The team’s first attempt at source separation was to fine-tune an existing music separation model — one trained to separate piano, guitar, bass, and drums — on the a cappella dataset. It improved performance, but imperfectly: the model’s prior knowledge about instruments did not transfer cleanly to the task of separating six vocal tracks of similar timbre. The second attempt trained from scratch on 2.6 hours of data. Surprisingly, this worked reasonably well, suggesting that a cappella source separation is more tractable from scratch than the data volume implied. The breakthrough came from a third approach: using singing voice cloning as a data augmentation strategy. By generating AI-cloned versions of the human recordings — preserving vocal character while varying performance details — the team multiplied the effective size of the training data. The augmented dataset produced a measurably more generalizable model, and the demonstration was persuasive: the AI-cloned recordings were close enough in quality that Dong was comfortable playing them alongside the originals to show the technique working.

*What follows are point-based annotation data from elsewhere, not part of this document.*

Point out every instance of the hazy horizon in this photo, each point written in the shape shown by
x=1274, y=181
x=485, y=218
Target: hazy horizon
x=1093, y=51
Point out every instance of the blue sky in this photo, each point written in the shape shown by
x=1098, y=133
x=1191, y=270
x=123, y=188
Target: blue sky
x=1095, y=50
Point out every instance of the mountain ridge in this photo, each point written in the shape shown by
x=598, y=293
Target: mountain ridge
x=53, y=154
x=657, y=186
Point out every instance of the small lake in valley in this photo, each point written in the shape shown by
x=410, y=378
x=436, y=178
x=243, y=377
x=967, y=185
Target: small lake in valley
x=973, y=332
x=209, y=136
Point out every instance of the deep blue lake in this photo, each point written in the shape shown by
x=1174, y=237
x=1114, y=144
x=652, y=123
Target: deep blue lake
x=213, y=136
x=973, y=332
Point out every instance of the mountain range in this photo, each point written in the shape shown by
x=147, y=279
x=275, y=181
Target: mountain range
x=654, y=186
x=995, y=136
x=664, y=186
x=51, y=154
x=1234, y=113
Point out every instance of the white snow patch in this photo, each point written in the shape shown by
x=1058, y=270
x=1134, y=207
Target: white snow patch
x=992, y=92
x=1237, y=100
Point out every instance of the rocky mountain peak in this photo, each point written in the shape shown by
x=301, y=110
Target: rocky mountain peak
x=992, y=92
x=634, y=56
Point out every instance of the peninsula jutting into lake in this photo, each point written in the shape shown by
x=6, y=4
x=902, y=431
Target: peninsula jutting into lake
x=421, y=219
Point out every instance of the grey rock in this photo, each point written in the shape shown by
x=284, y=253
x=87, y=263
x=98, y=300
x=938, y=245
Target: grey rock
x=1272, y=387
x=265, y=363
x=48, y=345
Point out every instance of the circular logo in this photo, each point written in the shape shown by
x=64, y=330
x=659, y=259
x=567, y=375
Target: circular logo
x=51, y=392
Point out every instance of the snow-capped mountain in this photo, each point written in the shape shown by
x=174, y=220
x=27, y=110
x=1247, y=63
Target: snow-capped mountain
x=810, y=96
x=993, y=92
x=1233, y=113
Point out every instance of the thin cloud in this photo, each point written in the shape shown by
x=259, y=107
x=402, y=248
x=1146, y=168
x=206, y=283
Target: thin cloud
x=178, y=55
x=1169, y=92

The rehearsal interface that grew alongside the source separation work went through its own evolution. A formative study with twelve singers — beginners and professionals — revealed that the singers’ needs did not map neatly onto what AI can do most easily. They wanted to feel the authentic context of group singing, not practice alone against a metronome. They wanted feedback at the right level of abstraction — real-time pitch deviation data, Dong found, can be counterproductive, pulling attention away from musical intention. They wanted a sense of the big picture: how their individual part fits the arrangement as a whole. And they wanted the tool to support their creativity rather than evaluate it. Those requirements pushed the interface design away from raw AI output — precise pitch-error detection displayed as waveforms — toward higher-level, more interpretable feedback generated with the help of language models. The tension between what the AI can measure precisely and what the musician needs to hear usefully remains an open design problem, and Dong was candid that it is ongoing.